Python utilizes zero-based indexing, which means that the first item has an index 0, the second item has index 1, and so on. Python String has an inbuilt method called index() that returns the substring index inside the string if found.

What is Python 0

Python 0 is an indicator to the format method that you need to be replaced by the first (index zero) parameter of format. It is used to execute a string formatting operation. The formatted string argument contains a literal text or replacement fields delimited by braces { }.

Python string format

Python string format() is an inbuilt method that formats the specified value(s) and inserts them inside the string’s placeholder.

Example of Python 0

Let’s format a string using the format() method and use the { 0 } as a placeholder and then replace the actual value. 

data = "11 + 19 = {0}".format(30)


11 + 19 = 30

You can see that { 0 } has been replaced with 30 in the final output. The placeholder is defined using curly brackets: { }. The placeholders can be identified using named indexes {name}, numbered indexes {0}, or even empty placeholders { }.

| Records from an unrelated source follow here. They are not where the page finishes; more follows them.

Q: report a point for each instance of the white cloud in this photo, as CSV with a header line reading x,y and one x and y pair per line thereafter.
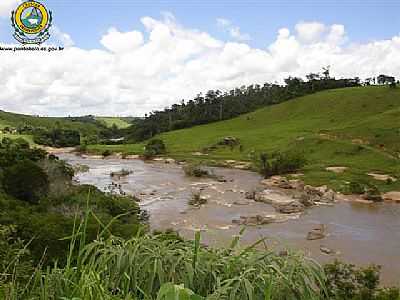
x,y
118,42
6,6
310,31
234,31
139,71
62,37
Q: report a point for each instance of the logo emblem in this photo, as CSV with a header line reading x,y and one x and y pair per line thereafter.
x,y
31,21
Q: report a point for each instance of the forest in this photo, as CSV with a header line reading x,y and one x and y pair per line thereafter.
x,y
215,105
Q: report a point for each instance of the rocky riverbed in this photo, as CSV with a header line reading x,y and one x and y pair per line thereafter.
x,y
315,220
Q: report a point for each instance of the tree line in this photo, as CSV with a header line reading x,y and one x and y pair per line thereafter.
x,y
216,106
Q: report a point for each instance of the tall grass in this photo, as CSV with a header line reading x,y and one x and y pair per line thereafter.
x,y
153,267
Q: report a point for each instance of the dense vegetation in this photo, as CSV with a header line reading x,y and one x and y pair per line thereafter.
x,y
356,128
40,203
216,106
163,266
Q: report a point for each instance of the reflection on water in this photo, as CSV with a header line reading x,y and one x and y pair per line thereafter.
x,y
359,233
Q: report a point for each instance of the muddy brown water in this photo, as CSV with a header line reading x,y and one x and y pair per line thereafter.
x,y
357,232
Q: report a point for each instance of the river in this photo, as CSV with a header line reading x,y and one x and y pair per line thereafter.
x,y
359,233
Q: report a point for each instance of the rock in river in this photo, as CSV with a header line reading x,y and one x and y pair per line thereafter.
x,y
292,207
317,233
259,220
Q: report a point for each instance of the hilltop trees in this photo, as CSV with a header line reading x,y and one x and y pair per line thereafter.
x,y
215,105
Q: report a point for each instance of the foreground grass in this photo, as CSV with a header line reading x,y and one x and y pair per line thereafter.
x,y
358,128
152,267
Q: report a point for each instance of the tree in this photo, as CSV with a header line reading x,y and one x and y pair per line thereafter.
x,y
26,181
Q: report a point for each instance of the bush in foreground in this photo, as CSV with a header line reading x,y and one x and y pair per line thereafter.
x,y
26,181
154,267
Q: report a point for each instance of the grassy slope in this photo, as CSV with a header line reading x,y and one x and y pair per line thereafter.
x,y
110,121
328,126
15,120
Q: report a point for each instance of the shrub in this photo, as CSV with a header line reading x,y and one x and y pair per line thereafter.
x,y
26,181
106,153
356,188
154,147
372,193
346,282
195,170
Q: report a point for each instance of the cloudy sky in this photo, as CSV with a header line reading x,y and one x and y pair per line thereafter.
x,y
128,57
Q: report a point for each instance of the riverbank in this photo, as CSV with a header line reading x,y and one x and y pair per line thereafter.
x,y
357,232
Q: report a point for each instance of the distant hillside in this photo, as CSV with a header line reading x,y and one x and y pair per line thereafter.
x,y
358,128
87,126
121,123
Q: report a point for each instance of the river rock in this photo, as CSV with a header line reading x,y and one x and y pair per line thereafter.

Formatting multiple values in Python String

You can format the multiple values in the string by using numbered indexes in Python. In the above example, we have used { 0 } because there was only one value to work with, but if you have multiple values, then you can use { 1 }, { 2 },…,{ n } gradually. 

So, { 0 } is the first argument, { 1 } is the second, { 2 } is the third argument, and so on.

tmp = "{0}'s Trailer is releasing {1}".format("Mortal Kombat", "Today")


Mortal Kombat's Trailer is releasing Today

You can see that each replacement field contains either the numeric index of a positional argument or the name of a keyword argument.

The format() function returns a copy of the formatted string where each replacement field is replaced with the string value of the corresponding argument.

Python 3 f-Strings

Python f String is an improvement over previous formatting methods. The f-strings are string literals with an f at the starting and curly braces enclosing the expressions replaced with their values.


The syntax is similar to the one you used with string.format() but less messy.


As you can see, this prefixes the string constant with the letter “f“—hence the name “f-strings.” This new formatting syntax is powerful.


thunder = 'Raiden'
human = 'Sonya'
print(f'MK, {thunder} and {human}')


MK, Raiden and Sonya

You can see that formatted string literals are a Python parser feature that transforms the f-strings into a series of string constants and expressions. They then get joined up to construct the final string.

That is it for Python 0 in String Formatting.